Renato is the owner of the field, with his 78-year-old bride Giuliana. Renato turned 90 two days before I gained 48 years this summer. He and Giuliana met when she was a teenager after Renato went to another town some kilometers away and saw her during la passeggiata. It is a lovely story and they have a beautiful family life going on in Tuscany. Here Brian caught me giving Renato a thank you kiss.

These next images are beauts, if I may be so immodest. Sergio has so much character built-into his figure that I could not help but photograph him in his work. Then Roberto helps Giuliana move a net. And shortly after that, the net is in place. Roberto is from Santa Margherita Liguria, along the Italian Riveriera Coast. I joked with him that this is a different kind of fishing. Is the light not amazing?

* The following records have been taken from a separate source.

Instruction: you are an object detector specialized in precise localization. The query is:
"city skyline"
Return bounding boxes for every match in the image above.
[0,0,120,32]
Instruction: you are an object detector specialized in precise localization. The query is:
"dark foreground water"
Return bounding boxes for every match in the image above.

After lunch Roberto, Brian and I took a walk up into the colline (hills). We saw a snake and were trying to entice him off of the road, but then realized that he was moving in vain. He had already been run over by some vehicle and his spine was crushed in parts. He was dead by the time we passed him on our way back. Horrible. However, we also saw horses, a sign for a neighbor who lost a pet pig, and -- further up into the woods than I had ever gone before -- some of the human locals. They were hunting (and finding) mushrooms and specific green leaves for tasty salads. It was fun speaking with them about various plants, including some red berries that look a little like strawberry, but grow on taller bushes and are safe to eat. I must say that the smell of the damp earth after the recent rains and the feel of the stones and dirt under my feet was the medicine I have been craving lately.